Наверное, минимум неделю потом я по вечерам просто тупо ходила по улицам, не глядя на прохожих и окружающие пейзажи. Единственное, что подмечала, — это выбоины и щербины от пуль и снарядов на стенах зданий. Вернувшись к себе на Марата, утыкалась в военную хронику и воспоминания тех, кто подыхал от голода в нашем городе, но не сдавался. В общем, депрессия была полная, черная, неприятная и почти что беспросветная!
С Китом мы обсуждали этот поход несколько раз. Первые два дня ходили с выпученными глазами и на предположение, что можем туда еще раз приехать, нервно посмеивались и говорили: НИ ЗА ЧТО! Это реально был самый тяжелый поход, и вовсе не в физическом плане.
Никто не знал, что я в городе, потому как вернуться я должна была еще дня через четыре. Тем более странным оказался звонок в половине второго ночи от Йолки:
— Мася. Танюш, ты можешь сейчас к Смольному приехать?
— Нет, не могу. Я в депрессии.
— Приезжай! Тут такое. — тут старухи лысые митинг устроили.
— Йол, ну, если вы там нажрались до лысых бабушек, это ваши проблемы. Не поеду.
— Да, блин, я израильтосов выгуливаю. Не веришь про бабок — смотри, я тебе эмэмэску кину.
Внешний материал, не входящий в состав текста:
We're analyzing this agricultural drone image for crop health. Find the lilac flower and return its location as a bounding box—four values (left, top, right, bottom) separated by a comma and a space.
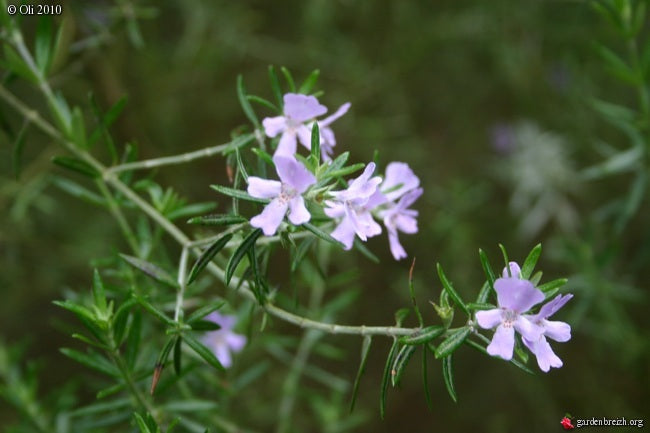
262, 93, 350, 159
379, 162, 420, 202
247, 155, 316, 236
318, 102, 351, 161
522, 293, 573, 372
324, 163, 383, 249
200, 312, 247, 368
475, 262, 545, 361
380, 187, 423, 260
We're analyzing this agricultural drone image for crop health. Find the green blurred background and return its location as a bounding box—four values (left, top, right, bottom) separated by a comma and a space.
1, 0, 649, 431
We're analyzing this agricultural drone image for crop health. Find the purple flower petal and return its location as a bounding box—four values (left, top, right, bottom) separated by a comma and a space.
381, 162, 420, 202
387, 226, 407, 260
320, 102, 351, 127
331, 217, 356, 250
475, 308, 503, 329
288, 196, 310, 225
486, 324, 515, 360
225, 333, 247, 352
273, 155, 316, 193
263, 116, 287, 138
247, 177, 282, 199
275, 130, 298, 156
283, 93, 327, 122
494, 277, 545, 313
215, 344, 233, 368
502, 262, 522, 278
541, 320, 571, 342
535, 294, 573, 320
523, 336, 563, 372
514, 315, 544, 341
250, 199, 289, 236
324, 201, 345, 219
296, 124, 313, 150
ММС — ряды бритых старушек.
Шевельнулся слабый интерес: флешмоб? Прикольно.
— Ок, еду!
Приезжаю, вижу хвост очереди бритых старух, входящих в подъезд дома № 4 по Смольной улице.
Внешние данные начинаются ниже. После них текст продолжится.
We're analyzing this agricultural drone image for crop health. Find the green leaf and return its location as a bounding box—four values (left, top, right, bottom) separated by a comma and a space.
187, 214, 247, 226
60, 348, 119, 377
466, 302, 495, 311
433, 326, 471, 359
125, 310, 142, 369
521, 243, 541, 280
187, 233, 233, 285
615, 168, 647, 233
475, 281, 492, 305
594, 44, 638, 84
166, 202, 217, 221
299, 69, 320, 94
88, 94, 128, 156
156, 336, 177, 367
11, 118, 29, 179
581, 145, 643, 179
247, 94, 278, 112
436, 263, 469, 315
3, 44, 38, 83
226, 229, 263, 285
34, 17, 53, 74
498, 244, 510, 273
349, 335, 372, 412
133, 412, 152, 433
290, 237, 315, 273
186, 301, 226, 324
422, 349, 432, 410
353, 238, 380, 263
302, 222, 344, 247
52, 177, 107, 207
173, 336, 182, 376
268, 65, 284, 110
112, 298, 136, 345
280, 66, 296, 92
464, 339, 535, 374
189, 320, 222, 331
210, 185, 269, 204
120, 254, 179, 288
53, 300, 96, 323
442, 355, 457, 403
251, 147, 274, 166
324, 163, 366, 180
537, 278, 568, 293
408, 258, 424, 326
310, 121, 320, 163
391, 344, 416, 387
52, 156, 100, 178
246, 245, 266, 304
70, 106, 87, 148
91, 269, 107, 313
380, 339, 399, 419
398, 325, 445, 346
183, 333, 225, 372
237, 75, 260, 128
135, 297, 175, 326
Спрашиваю бабку: «Ты на кой брилась?..» Рука проходит насквозь. Приплыли. Опять. Начинается. И тут я даже не рассмеялась, а просто разоржалась совершенно неприлично. Паноптикум полный: белые как снег израильтосы, бритые старухи, Йолка и я! Успокоиться не могла долго. А старушки к тому времени уже ушли.
Домой мы, понятное дело, вернулись уже засветло. Йолкины приятели пребывали в полнейшем шоке и, заикаясь, все переспрашивали: «А часто у вас тут такое бывает?»
Мы хихикали и нагнетали еще больше ужаса и страха, а потом все же признались, что такие явления — редкость, и увидеть их — большая удача. Но ведь не зря же Петербург называют мистическим городом. Вот хоть Синдаловского почитайте.